Just bought this Ruger 10/22 from a guy here locally. I got it to shoot squirrels with, but I'm thinking I might try it on coyotes... Good Practice !! :smile:


----------



## catcapper (Feb 11, 2010)

Nice look'in Ruger Alayote223. I'd like to find a used one with a full length stock.

Shoot'in coyotes with a .22 you gotta be nuts on with bullet placement. I shoot Stinger ammo--- they have a bit of smack to em. I shot some Yellowjacket rounds on prairie dogs. They were vicious on the little rascals, but I had feeding problems cause of the shape of the bullet.

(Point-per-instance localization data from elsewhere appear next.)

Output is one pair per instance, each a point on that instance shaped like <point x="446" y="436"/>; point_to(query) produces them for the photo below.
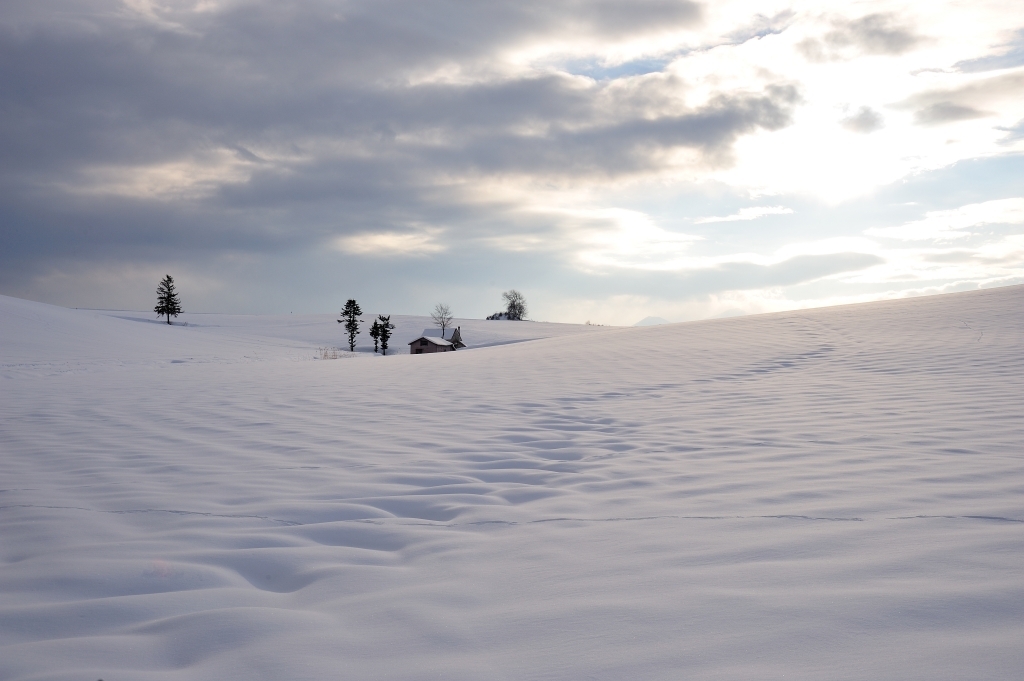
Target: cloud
<point x="940" y="105"/>
<point x="864" y="121"/>
<point x="880" y="33"/>
<point x="1012" y="55"/>
<point x="946" y="112"/>
<point x="389" y="244"/>
<point x="306" y="146"/>
<point x="752" y="213"/>
<point x="955" y="223"/>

Heres a pic of my old reliable 10/22--- bought'er new a couple decades ago.









awprint:


----------



## youngdon (Mar 10, 2010)

I agree that the 22lr is a bit on the light Side for quick clean kills on coyote sized game , but that is a beauty of a gun. Watch out squirrels!


----------



## sneakygroundbuzzard (Nov 1, 2012)

sweet rifle

but i would add a lttle to the caliber for yotes

.22 is a little light,now put a 3 at the end of it and your on to something 

unless your failry close and plan on putting them in the grey matter container


----------



## A10hunter (Jan 30, 2013)

Sweet rifles, love mine, but would not shoot coyotes with it unless you can pull off close range head shots or lethal lung and heart shots. Not going to be an easy task, and you don't want to shoot to wound.


----------



## 220swift (Mar 2, 2011)

great looking rifle, but like everyone has posted, not for coyotes. go get them squirrels.


----------